RastraNews.id, Makassar – Pemerintah Kabupaten Luwu Timur memperkuat komitmennya dalam memberikan perlindungan jaminan sosial ketenagakerjaan bagi masyarakat. Komitmen tersebut dipaparkan langsung Bupati Luwu Timur, Irwan Bachri Syam, saat mengikuti tahapan wawancara Jamsostek Award Tingkat Provinsi Sulawesi Selatan 2026 di Hotel The Rinra, Makassar, Rabu (22/7/2026) kemarin.

Luwu Timur menjadi salah satu daerah yang lolos ke tahap wawancara untuk kategori Pemerintah Daerah, setelah dinilai berhasil menjalankan berbagai program perluasan kepesertaan BPJS Ketenagakerjaan.

Di hadapan tim juri, Irwan memaparkan berbagai kebijakan, capaian, hingga inovasi daerah dalam memperluas perlindungan bagi pekerja, khususnya pekerja rentan.

“Kami terus berupaya agar setiap tahun persentase kepesertaan masyarakat dalam program Universal Coverage Jamsostek terus meningkat. Program ini menjadi salah satu prioritas pemerintah daerah karena berkaitan langsung dengan perlindungan masyarakat,” kata Irwan.

Hampir 20 Ribu Pekerja Rentan Dibiayai APBD

Dalam presentasinya, Irwan mengungkapkan Pemerintah Kabupaten Luwu Timur telah mengalokasikan anggaran melalui APBD dan Dana Bagi Hasil (DBH) Sawit untuk membiayai kepesertaan 19.603 pekerja rentan dalam program BPJS Ketenagakerjaan.

Tak hanya itu, pemerintah daerah juga memberikan perlindungan kepada 8.862 pekerja yang berasal dari ekosistem desa dan lingkungan Pemerintah Kabupaten Luwu Timur.

Menurutnya, langkah tersebut menjadi bagian dari strategi pemerintah dalam memperluas cakupan Universal Coverage Jamsostek (UCJ) sehingga semakin banyak pekerja memperoleh jaminan sosial.

“Perlindungan ini merupakan bentuk kehadiran pemerintah dalam memberikan rasa aman kepada para pekerja, khususnya kelompok rentan yang selama ini belum memiliki perlindungan sosial,” ujarnya.

Andalkan Sejumlah Inovasi

Untuk mempercepat perluasan kepesertaan, Pemkab Luwu Timur juga menghadirkan sejumlah inovasi yang menjadi nilai tambah dalam penilaian Jamsostek Award.

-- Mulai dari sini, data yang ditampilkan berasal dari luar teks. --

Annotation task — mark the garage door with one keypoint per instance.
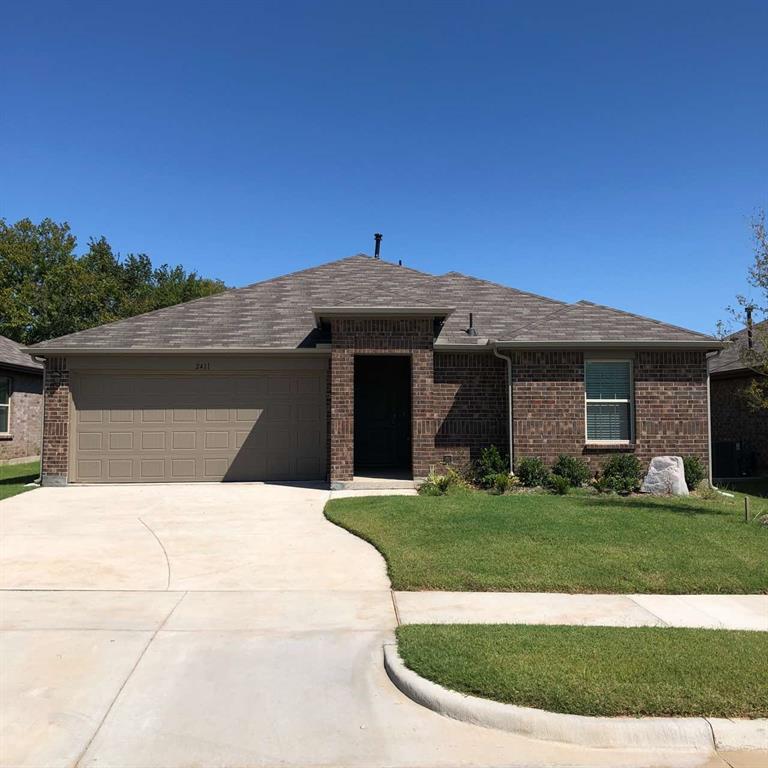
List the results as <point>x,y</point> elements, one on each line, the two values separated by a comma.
<point>265,425</point>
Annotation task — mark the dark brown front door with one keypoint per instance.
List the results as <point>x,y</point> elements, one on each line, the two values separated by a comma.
<point>382,413</point>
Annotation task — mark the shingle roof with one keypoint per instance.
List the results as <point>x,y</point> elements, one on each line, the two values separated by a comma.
<point>277,313</point>
<point>729,359</point>
<point>585,321</point>
<point>12,355</point>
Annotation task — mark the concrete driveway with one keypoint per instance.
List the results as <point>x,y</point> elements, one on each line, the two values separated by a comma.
<point>214,625</point>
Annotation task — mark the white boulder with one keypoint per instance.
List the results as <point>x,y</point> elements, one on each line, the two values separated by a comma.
<point>666,477</point>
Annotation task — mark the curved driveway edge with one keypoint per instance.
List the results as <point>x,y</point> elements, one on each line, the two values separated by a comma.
<point>688,733</point>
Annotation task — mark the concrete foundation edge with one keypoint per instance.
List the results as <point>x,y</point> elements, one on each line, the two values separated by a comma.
<point>685,733</point>
<point>53,481</point>
<point>18,460</point>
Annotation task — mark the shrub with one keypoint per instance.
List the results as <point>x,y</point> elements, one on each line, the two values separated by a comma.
<point>621,473</point>
<point>574,470</point>
<point>694,471</point>
<point>490,464</point>
<point>532,471</point>
<point>438,485</point>
<point>706,491</point>
<point>558,484</point>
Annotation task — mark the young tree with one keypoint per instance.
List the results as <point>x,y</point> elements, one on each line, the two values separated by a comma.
<point>46,290</point>
<point>755,355</point>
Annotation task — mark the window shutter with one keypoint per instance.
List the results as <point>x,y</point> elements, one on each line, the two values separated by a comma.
<point>608,387</point>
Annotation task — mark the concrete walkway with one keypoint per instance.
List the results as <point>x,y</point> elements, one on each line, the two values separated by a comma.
<point>706,611</point>
<point>219,625</point>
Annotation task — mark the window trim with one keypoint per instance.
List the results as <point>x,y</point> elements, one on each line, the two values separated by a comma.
<point>631,402</point>
<point>7,405</point>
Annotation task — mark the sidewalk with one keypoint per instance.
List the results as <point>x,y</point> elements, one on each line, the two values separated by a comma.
<point>706,611</point>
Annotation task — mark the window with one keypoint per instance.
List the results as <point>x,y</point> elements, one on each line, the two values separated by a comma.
<point>608,388</point>
<point>5,405</point>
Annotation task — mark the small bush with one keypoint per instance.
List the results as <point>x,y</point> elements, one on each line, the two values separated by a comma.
<point>621,474</point>
<point>532,471</point>
<point>694,471</point>
<point>705,490</point>
<point>438,485</point>
<point>574,470</point>
<point>558,484</point>
<point>490,464</point>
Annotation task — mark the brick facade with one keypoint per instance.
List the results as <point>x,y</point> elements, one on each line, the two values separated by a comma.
<point>470,400</point>
<point>360,336</point>
<point>55,459</point>
<point>459,401</point>
<point>670,405</point>
<point>734,421</point>
<point>26,414</point>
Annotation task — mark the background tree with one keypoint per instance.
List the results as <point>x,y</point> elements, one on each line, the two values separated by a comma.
<point>47,290</point>
<point>756,356</point>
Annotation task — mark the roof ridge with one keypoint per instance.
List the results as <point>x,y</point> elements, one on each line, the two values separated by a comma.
<point>505,287</point>
<point>549,315</point>
<point>220,294</point>
<point>584,302</point>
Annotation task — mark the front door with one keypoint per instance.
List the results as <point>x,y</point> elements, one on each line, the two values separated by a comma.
<point>382,413</point>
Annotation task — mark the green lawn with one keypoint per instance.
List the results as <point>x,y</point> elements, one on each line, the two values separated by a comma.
<point>596,670</point>
<point>576,543</point>
<point>13,477</point>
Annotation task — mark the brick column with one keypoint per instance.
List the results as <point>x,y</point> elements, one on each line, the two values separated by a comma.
<point>55,451</point>
<point>342,414</point>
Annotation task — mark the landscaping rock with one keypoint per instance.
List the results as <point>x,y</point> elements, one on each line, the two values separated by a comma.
<point>666,477</point>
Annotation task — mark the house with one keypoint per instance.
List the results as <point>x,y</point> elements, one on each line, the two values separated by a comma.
<point>21,403</point>
<point>361,367</point>
<point>739,434</point>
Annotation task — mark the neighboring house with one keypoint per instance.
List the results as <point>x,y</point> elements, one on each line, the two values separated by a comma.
<point>21,403</point>
<point>739,434</point>
<point>363,367</point>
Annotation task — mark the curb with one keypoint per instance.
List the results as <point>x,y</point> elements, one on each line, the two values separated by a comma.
<point>688,733</point>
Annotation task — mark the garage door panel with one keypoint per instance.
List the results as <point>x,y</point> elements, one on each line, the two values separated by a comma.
<point>153,441</point>
<point>152,416</point>
<point>156,427</point>
<point>151,470</point>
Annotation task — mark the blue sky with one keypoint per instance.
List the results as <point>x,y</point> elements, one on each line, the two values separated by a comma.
<point>599,150</point>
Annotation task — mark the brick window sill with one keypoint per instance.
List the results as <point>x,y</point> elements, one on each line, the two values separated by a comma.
<point>626,446</point>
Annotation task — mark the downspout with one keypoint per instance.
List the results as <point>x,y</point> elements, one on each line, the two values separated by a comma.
<point>509,409</point>
<point>42,420</point>
<point>709,430</point>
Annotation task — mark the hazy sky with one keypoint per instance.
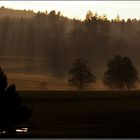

Program tersebut di antaranya ASN Care, Satu Desa Satu Perisai, penguatan kepatuhan sektor jasa konstruksi, hingga inovasi Peduli Mustahik yang dikembangkan bersama Baznas.

Melalui program-program tersebut, pemerintah daerah berupaya memastikan semakin banyak pekerja, termasuk kelompok rentan, mendapatkan perlindungan jaminan sosial ketenagakerjaan.

Dapat Apresiasi Tim Juri

Berbagai kebijakan dan inovasi yang dipresentasikan mendapat apresiasi dari tim juri.

Program-program tersebut dinilai menunjukkan komitmen kuat Pemerintah Kabupaten Luwu Timur dalam memperluas perlindungan jaminan sosial ketenagakerjaan, khususnya bagi pekerja rentan dan masyarakat yang membutuhkan perlindungan sosial.

Pemkab Luwu Timur berharap sinergi bersama BPJS Ketenagakerjaan, dunia usaha, serta para pemangku kepentingan terus diperkuat agar cakupan perlindungan pekerja semakin luas.

Dalam kesempatan itu, Bupati Irwan didampingi Kepala Dinas Transmigrasi dan Tenaga Kerja Joni Patabi, Kepala Bidang Hubungan Industrial dan Jaminan Sosial Tenaga Kerja A. Abd. Rasyid, serta Kepala Cabang BPJS Ketenagakerjaan Palopo Haryanjas Pasang Kamase.